1910 - 2009
Willy Ronis was a French photographer and a key figure within the humanist movement whose extraordinary body of work, amassed over the span of one century, crafted a vivid portrait of postwar and mid-twentieth century Paris, often reflecting his ardent leftist political leanings. Ronis was the first French photographer on staff at Life magazine, worked commercially in fashion and was published in Vogue, and for a period taught fine arts in Provence. He considered his legacy long before his actual death, curating his own career retrospective in the late '80s.
Ronis shot in black and white, capturing the joys of everyday life and the innocence of children, with a particular penchant for love and romance: “Every time I encounter lovers," he said, "my camera smiles." In one shot that has since entered the Parisian canon, The Lovers of the Bastille (1957), a man whispers into the ear of a woman, stood on a terrace overlooking the Seine and the Eiffel Tower. Beauty and empathy were the cornerstones of his work, evident in every photograph Ronis took.

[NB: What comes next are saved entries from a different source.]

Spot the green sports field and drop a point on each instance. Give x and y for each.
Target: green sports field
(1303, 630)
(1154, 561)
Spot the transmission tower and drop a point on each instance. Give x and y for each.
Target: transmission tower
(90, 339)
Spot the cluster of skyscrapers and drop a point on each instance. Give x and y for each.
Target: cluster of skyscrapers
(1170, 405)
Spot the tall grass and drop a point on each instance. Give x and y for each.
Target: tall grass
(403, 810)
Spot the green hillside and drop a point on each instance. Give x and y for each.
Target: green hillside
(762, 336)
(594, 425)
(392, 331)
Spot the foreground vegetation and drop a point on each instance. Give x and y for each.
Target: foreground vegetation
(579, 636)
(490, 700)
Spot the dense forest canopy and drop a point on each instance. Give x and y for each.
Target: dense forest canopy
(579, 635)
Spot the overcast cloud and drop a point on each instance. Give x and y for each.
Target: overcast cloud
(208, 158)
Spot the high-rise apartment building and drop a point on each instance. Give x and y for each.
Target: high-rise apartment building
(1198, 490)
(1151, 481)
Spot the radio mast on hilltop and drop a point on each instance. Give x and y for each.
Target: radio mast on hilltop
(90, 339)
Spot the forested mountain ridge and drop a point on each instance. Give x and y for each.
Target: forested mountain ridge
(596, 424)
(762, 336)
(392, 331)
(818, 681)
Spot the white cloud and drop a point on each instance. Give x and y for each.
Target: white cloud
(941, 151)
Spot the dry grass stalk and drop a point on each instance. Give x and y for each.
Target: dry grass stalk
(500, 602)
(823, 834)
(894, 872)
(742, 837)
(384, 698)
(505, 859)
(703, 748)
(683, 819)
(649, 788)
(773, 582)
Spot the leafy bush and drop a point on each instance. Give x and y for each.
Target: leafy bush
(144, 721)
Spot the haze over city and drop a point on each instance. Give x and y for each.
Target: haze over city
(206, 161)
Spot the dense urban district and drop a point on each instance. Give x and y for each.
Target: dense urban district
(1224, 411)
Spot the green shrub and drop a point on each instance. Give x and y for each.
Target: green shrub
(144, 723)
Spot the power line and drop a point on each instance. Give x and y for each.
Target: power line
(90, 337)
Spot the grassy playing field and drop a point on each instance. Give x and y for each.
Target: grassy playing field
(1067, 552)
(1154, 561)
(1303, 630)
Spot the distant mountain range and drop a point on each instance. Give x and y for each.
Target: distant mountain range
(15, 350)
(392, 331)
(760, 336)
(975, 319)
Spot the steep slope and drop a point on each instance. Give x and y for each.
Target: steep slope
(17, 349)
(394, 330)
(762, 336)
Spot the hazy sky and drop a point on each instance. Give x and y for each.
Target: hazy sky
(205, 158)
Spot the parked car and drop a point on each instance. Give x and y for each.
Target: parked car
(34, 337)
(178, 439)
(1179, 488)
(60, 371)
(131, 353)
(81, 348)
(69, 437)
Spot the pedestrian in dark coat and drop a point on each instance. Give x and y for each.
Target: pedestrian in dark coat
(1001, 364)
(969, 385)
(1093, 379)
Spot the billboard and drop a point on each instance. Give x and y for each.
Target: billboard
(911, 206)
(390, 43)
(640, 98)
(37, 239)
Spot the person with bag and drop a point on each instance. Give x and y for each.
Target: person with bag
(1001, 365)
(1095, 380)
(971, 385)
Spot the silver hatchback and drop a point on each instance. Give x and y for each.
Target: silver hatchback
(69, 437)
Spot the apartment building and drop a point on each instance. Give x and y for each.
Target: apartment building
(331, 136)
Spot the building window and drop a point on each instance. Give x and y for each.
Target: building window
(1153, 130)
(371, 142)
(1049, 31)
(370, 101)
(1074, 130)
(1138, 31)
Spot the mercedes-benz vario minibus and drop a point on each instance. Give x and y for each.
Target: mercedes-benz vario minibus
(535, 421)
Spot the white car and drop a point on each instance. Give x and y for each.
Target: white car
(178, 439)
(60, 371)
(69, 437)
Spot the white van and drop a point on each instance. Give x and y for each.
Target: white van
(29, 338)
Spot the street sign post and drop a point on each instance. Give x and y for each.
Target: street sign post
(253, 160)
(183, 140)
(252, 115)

Ronis died in 2009, a few months short of a full century. He lived to see a career retrospective in Paris City Hall, in 2005; some half a million visitors were estimated to have attended. Ronis' self-curated retrospective, titled Willy Ronis by Willy Ronis, was shown at the Carré de Baudouin in 2018. His massive body of work contains over one hundred thousand negatives and prints, and since 2015 the Belvédère Willy-Ronis in Paris has been named in his honour. He continues to be published globally, and is universally recognised as one of the greatest and most enduring photographic artists of the twentieth century.